Im Sommer hatte man meist eine süße Hauptnahrungsquelle. Glaubte ich zumindest.

Österreichische Kindheit muss picksüß schmecken, zumindest wenn man den Erzählungen meiner heimischen Bekannten lauscht. Die beiden Hauptnahrungsquellen scheinen in vergangenen Sommern Dreh und Trink und Twinni gewesen zu sein, wie nostalgisch erklärt wird. Bei Glaubenskriegen in der Frage, welche Farbe nun die bessere ist, halte ich mich lieber raus: Man soll ja nicht über Dinge schreiben, von denen man keine Ahnung hat.

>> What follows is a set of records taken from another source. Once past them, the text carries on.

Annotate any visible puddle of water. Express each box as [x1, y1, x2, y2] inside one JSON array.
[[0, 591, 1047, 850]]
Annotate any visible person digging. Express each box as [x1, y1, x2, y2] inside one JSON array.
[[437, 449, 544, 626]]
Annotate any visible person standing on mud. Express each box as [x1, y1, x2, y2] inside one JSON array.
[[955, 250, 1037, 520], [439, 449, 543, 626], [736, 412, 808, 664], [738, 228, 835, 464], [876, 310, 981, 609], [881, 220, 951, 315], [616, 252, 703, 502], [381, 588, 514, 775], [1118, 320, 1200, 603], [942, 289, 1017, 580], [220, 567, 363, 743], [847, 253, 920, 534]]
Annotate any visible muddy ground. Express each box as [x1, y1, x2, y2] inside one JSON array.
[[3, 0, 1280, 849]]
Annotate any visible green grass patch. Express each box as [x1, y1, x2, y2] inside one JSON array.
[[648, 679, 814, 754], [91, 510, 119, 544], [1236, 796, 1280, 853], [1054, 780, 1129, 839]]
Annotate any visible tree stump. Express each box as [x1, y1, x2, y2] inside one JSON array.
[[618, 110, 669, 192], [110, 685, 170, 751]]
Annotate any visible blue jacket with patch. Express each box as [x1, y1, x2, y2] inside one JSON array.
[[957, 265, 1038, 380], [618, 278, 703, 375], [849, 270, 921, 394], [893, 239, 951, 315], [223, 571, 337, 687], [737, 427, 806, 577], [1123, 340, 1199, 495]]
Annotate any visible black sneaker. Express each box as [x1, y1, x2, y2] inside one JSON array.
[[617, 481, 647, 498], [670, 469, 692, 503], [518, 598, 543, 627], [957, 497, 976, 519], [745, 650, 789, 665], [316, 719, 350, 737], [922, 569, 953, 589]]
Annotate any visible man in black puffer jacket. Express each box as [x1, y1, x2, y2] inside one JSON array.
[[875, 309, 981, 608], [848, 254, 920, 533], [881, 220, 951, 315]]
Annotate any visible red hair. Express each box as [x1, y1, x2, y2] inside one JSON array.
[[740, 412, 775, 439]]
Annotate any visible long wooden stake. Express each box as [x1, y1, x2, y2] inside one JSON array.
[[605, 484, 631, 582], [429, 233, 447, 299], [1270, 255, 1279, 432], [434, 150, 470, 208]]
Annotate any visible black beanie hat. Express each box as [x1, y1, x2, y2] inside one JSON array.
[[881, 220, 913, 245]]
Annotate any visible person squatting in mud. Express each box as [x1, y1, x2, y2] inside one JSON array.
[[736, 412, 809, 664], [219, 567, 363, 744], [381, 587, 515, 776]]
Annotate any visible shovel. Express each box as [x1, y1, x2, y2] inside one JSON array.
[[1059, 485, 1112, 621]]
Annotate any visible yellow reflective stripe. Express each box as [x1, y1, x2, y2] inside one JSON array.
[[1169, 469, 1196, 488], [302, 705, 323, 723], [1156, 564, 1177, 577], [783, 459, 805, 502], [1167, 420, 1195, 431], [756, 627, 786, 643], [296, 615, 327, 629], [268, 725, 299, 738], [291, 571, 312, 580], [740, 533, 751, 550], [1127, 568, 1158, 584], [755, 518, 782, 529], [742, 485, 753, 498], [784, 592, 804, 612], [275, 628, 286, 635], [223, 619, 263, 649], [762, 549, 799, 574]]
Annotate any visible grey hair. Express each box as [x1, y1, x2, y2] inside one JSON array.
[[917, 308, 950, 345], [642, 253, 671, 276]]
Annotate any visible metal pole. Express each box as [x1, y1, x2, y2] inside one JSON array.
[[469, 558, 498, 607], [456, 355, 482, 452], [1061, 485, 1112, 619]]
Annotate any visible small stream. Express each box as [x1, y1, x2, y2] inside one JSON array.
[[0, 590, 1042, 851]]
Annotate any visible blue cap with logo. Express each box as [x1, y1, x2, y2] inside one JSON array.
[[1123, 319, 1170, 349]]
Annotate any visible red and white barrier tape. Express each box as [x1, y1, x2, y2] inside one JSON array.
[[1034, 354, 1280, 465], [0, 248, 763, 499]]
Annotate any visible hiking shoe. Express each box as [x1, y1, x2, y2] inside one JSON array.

In Italien hingegen schmeckt die Jugend nach Weinlikörcreme, wie ich bei meinem letzten Besuch feststellen musste. Das hängt allerdings nicht mit einem mutmaßlichen früheren Alkoholkonsum in dem Land zusammen. Sondern mit dem Eis, das wie eine Art süßes Sandwich aus Keksen und Creme besteht und so gern von Kindern verspeist wird. Ich glaubte, mich noch aus meiner Jugend zu erinnern, dass die Geschmacksrichtung Haselnuss ist. Es ist aber Zabaione – also eine Nachspeise aus Eiern, Zucker und likörartigem Marsalawein.

Die Kindheit schmeckt aber auch nach Brot. Eine beliebte Tischgepflogenheit ist die Scarpetta, also das Schühchen. Nach dem Pastaessen werden die letzten Sugoreste am Teller mit einem Stück Gebäck aufgesaugt, um ja nichts zu verschwenden. Warum es für diesen Vorgang nicht auch eine deutschsprachige Bezeichnung gibt, wollte ich letztens wissen. „In Österreich gibt es nie genug Sauce auf den Nudeln.“

Und dann mussten wir noch einen kulturellen Unterschied feststellen: Calimero, in der deutschsprachigen Version das „Küken aus Palermo“, hat in der italienischen Version gar keine regionale Zuschreibung und wurde eigentlich mit einer Waschmittelwerbung geboren. Ich hoffe, jetzt keine Kindheitserinnerung von Ihnen zerstört zu haben.